Mit Goethe war er schon lange Zeit bekannt; am 4. August 1814 führte er
die Verlobte zum erstenmale zu ihm; der baldige Verkehr im Willemerischen
Hause nach der Kur zeitigte manche schöne Frucht an und von dieser seiner Suleika.
Mit Goethe teilte er das Interesse für das Theater und war einige Jahre Mit-
glied der Oberdirektion des Frankfurter Nationaltheaters gewesen; doch da er
sich mit den neuen Direktoren nicht vertragen konnte, war er zurückgetreten,
ohne seine Beteiligung an Theaterangelegenheiten aufzugeben. So hatte er
kürzlich wieder eine Schrift gegen die Theaterdirektoren ausgehen lassen, die
er am 7. August Goethe zusandte: „An die Theater-Aktionäre zu Frankfurt a. M.

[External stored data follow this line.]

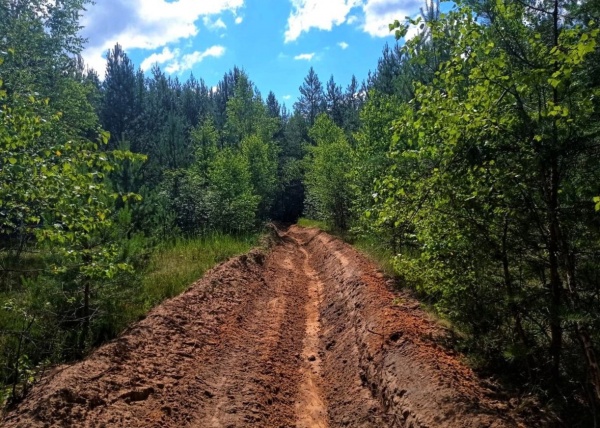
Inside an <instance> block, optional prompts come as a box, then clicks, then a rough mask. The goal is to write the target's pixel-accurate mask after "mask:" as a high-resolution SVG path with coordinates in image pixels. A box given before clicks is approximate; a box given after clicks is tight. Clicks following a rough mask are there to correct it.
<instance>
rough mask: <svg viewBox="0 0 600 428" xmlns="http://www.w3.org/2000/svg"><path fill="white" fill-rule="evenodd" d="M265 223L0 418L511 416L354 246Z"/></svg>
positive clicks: (151, 425) (209, 424)
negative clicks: (115, 337) (264, 247)
mask: <svg viewBox="0 0 600 428" xmlns="http://www.w3.org/2000/svg"><path fill="white" fill-rule="evenodd" d="M277 234H278V238H279V239H277V240H276V243H275V244H274V246H273V248H272V249H271V250H270V251H269V253H268V254H266V255H265V254H261V253H259V252H256V251H255V252H251V253H249V254H248V255H245V256H241V257H237V258H234V259H232V260H230V261H228V262H226V263H224V264H221V265H220V266H218V267H216V268H214V269H212V270H211V271H210V272H208V273H207V274H206V275H205V276H204V277H203V278H202V279H201V280H199V281H198V282H196V283H195V284H193V285H192V286H191V287H190V288H189V289H188V291H186V292H185V293H183V294H182V295H180V296H178V297H176V298H174V299H171V300H169V301H167V302H165V303H164V304H163V305H161V306H160V307H158V308H156V309H155V310H153V311H152V312H150V314H149V315H148V316H147V317H146V319H144V320H143V321H141V322H139V323H137V324H135V325H134V326H133V327H131V328H130V329H129V330H128V331H126V332H125V333H124V334H123V335H122V336H121V337H120V338H118V339H117V340H115V341H113V342H111V343H109V344H107V345H105V346H103V347H101V348H99V349H98V350H96V351H95V352H94V353H92V354H91V355H90V356H89V357H88V358H87V359H86V360H85V361H82V362H80V363H77V364H73V365H69V366H61V367H58V368H56V369H55V370H54V371H53V372H52V373H51V374H49V375H48V376H47V377H46V378H45V379H43V380H42V381H41V382H40V383H39V384H38V385H37V386H36V387H35V388H33V390H32V391H31V393H30V394H29V396H28V397H27V398H26V399H25V400H24V401H23V402H22V403H21V404H20V405H19V406H18V407H17V408H16V409H15V410H13V411H12V412H10V413H9V414H7V415H6V416H5V418H4V420H3V426H6V427H67V426H68V427H79V426H81V427H113V426H127V427H243V426H256V427H297V428H309V427H518V426H524V425H523V423H522V422H519V421H518V420H516V419H514V417H513V416H512V415H511V414H512V411H511V408H510V406H509V405H508V403H506V402H503V401H498V400H495V399H493V398H492V397H493V396H492V394H491V393H490V391H488V390H487V389H485V388H484V387H483V386H482V383H481V382H480V380H479V379H478V378H477V377H476V376H475V374H474V373H473V372H472V371H471V370H470V369H469V368H467V367H466V366H465V365H464V364H462V363H461V362H460V360H459V357H458V356H457V355H455V354H454V353H453V352H451V351H448V350H445V349H443V348H442V347H441V346H440V345H438V343H439V340H437V339H439V338H440V337H442V336H443V335H444V334H445V333H444V330H443V329H442V328H440V327H439V326H437V325H436V324H435V322H433V321H431V320H430V319H429V318H428V316H427V315H426V314H425V313H424V312H422V311H421V310H420V309H419V308H418V303H417V302H416V301H414V300H413V299H412V298H411V297H410V296H407V295H406V296H404V295H403V296H401V297H402V298H401V299H398V294H394V293H393V292H392V291H390V289H389V286H388V284H387V283H386V279H385V278H384V276H383V275H382V274H381V273H380V272H379V271H378V270H377V268H376V266H374V265H373V264H372V263H371V262H369V261H368V260H367V259H366V258H364V257H363V256H362V255H360V254H359V253H358V252H357V251H355V250H354V249H353V248H351V247H350V246H348V245H346V244H344V243H342V242H340V241H339V240H337V239H334V238H333V237H331V236H329V235H327V234H325V233H323V232H320V231H318V230H316V229H303V228H299V227H296V226H293V227H291V228H290V229H288V230H287V231H277ZM399 301H400V302H401V303H399V304H398V302H399Z"/></svg>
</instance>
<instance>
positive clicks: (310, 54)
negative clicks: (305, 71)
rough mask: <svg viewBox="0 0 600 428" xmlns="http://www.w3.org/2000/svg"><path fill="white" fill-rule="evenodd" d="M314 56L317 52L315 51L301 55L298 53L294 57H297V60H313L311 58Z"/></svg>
mask: <svg viewBox="0 0 600 428" xmlns="http://www.w3.org/2000/svg"><path fill="white" fill-rule="evenodd" d="M314 56H315V53H314V52H312V53H309V54H300V55H296V56H295V57H294V59H295V60H296V61H311V60H312V59H313V58H314Z"/></svg>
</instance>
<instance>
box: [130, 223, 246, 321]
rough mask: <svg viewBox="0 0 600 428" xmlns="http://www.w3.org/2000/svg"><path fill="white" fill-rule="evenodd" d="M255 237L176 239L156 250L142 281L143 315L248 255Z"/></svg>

Eine Streitschrift. Frankfurt a. M. 1814.“
Auch im Jahre 1815 besuchte Willemer den Dichter zu Wiesbaden; am
3. Juli speiste er mit ihm im Kursaal, verfehlte ihn aber am 21., an welchem
Tage Goethe seine Lahnreise angetreten hatte. In einem Briefe vom 7. August
spricht Goethe sein Bedauern aus, ihn am 21. Juli „versäumt“ zu haben und
kündigt seine Ankunft zu Frankfurt auf den 12. August an.
Sein Album hatte Goethe bei seiner Abreise 1814 den Frankfurter Freunden
zurückgelassen, damit auch sie ihre Namen eintrügen. Willemer that dies am
9. Dezember 1814 und setzte folgende Zeilen dazu:112)
„Der Wein begeistert den Verstand,
Die Liebe das Herz,
Goethe beide;
Lasst uns trinken, lieben, Goethes
Werke lesen und ihn kennen.
Frankfurt a. M. d. 9. Dee. 1814. Willemer.“

ua) S. Vulpius in der deutschen Revue a. a. O.